In order to delete more email items, you will have to run Search-Mailbox cmdlet several times or split the mailboxes into groups by mailbox databases or Exchange servers.

Get-Mailbox -Database berl-ex1 | Search-Mailbox –SearchQuery 'from:[email protected]' -DeleteContent –Force

Another Search-Mailbox problem is its low performance. In case of a large company, the search may last for several days.

How to Quickly Find and Delete EMails in Exchange 2016 Using New-ComplianceSearch?

In Exchange 2016, a new way appeared that allows you to quickly find and delete email messages in user mailboxes.

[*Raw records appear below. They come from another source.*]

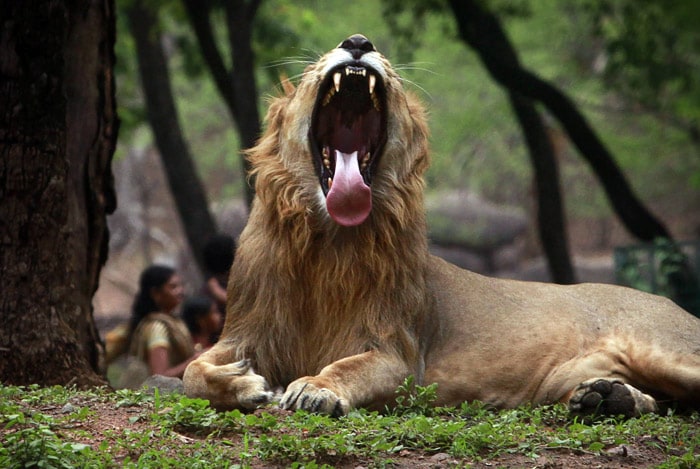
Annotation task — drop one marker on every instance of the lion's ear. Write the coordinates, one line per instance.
(287, 85)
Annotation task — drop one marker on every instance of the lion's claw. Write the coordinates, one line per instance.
(609, 397)
(304, 395)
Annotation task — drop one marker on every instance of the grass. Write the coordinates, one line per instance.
(63, 427)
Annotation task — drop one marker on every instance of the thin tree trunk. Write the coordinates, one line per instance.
(185, 185)
(237, 85)
(473, 23)
(58, 131)
(551, 221)
(481, 30)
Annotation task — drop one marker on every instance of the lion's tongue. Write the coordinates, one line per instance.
(349, 200)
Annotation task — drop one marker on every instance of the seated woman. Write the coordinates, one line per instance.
(157, 338)
(203, 319)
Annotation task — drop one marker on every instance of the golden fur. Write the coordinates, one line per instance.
(338, 316)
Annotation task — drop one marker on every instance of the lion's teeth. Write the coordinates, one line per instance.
(336, 81)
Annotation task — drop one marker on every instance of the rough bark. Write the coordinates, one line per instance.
(237, 86)
(58, 131)
(185, 185)
(482, 31)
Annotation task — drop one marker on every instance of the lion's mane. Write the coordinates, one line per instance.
(305, 292)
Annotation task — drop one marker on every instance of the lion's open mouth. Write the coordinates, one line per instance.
(347, 136)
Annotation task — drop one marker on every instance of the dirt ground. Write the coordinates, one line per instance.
(109, 419)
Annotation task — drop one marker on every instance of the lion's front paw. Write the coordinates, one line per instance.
(234, 385)
(305, 395)
(610, 397)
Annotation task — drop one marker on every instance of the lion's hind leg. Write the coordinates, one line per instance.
(605, 396)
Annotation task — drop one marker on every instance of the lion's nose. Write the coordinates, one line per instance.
(357, 44)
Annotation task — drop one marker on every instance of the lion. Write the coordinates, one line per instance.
(334, 299)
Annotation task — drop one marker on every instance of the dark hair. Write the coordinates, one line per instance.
(218, 253)
(193, 309)
(154, 276)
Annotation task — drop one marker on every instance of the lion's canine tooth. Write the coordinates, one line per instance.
(336, 81)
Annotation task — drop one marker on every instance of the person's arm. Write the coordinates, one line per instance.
(216, 290)
(158, 362)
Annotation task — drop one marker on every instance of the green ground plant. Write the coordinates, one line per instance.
(62, 427)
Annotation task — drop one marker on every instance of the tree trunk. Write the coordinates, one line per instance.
(237, 86)
(551, 221)
(481, 30)
(58, 130)
(185, 185)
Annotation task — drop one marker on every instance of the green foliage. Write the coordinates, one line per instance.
(476, 143)
(176, 431)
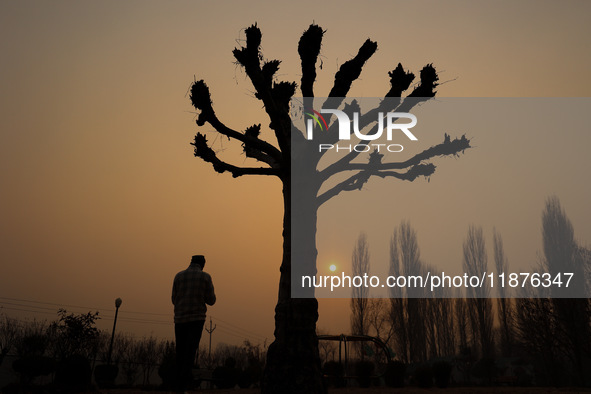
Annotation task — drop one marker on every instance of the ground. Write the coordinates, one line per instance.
(406, 390)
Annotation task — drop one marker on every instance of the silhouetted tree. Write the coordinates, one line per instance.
(293, 363)
(503, 303)
(408, 305)
(479, 305)
(359, 297)
(8, 335)
(562, 254)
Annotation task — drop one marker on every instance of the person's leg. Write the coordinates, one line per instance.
(195, 337)
(182, 333)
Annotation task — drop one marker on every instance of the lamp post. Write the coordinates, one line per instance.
(118, 302)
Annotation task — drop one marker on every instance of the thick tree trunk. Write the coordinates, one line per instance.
(293, 361)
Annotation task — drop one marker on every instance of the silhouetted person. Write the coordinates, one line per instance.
(192, 289)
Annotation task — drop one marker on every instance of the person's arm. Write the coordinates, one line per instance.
(174, 290)
(210, 293)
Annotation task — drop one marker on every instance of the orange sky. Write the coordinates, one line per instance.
(101, 195)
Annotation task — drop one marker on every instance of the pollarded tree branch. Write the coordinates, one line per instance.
(351, 69)
(253, 146)
(275, 96)
(309, 49)
(446, 148)
(400, 81)
(356, 182)
(203, 151)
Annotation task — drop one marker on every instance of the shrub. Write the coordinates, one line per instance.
(363, 370)
(442, 373)
(105, 375)
(334, 372)
(73, 374)
(423, 376)
(395, 374)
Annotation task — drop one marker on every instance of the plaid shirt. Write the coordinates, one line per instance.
(191, 290)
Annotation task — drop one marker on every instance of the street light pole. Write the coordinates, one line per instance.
(118, 302)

Using these commands, you can significantly narrow the search area:

New-ComplianceSearch -Name FastSearch1 -ExchangeLocation all -ContentMatchQuery 'from:"[email protected]"'
Start-ComplianceSearch -Identity FastSearch1

These commands search through several thousand mailboxes for some minutes.

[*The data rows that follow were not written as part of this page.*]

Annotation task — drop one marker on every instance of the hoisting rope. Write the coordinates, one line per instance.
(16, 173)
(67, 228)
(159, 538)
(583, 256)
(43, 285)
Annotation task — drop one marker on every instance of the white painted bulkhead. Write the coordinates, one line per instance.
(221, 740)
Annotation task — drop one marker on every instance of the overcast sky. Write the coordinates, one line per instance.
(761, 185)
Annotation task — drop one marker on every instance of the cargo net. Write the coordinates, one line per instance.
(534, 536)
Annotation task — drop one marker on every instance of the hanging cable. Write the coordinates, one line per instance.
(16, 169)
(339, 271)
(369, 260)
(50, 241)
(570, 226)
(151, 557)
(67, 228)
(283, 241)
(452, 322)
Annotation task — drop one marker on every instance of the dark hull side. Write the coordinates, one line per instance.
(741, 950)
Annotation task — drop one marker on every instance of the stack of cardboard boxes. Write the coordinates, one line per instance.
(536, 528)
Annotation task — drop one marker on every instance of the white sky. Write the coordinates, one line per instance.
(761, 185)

Next you need to get the list of mailboxes that meet the search criteria:

$search = Get-ComplianceSearch –Identity FastSearch1
$results = $search.SuccessResults
$mbxs = @()
$lines = $results -split '[\r\n]+'
foreach ($line in $lines)
{
if ($line -match 'Location: (\S+),.+Item count: (\d+)' -and $matches[2] -gt 0)
{
$mbxs += $matches[1]
}
}

Now you can remove emails using the Search-Mailbox cmdlet only in the found mailboxes:

$mbxs | Get-Mailbox| Search-Mailbox -SearchQuery 'from:"[email protected]"' -DeleteContent –Force

The total search and delete time is reduced several times, especially in large companies.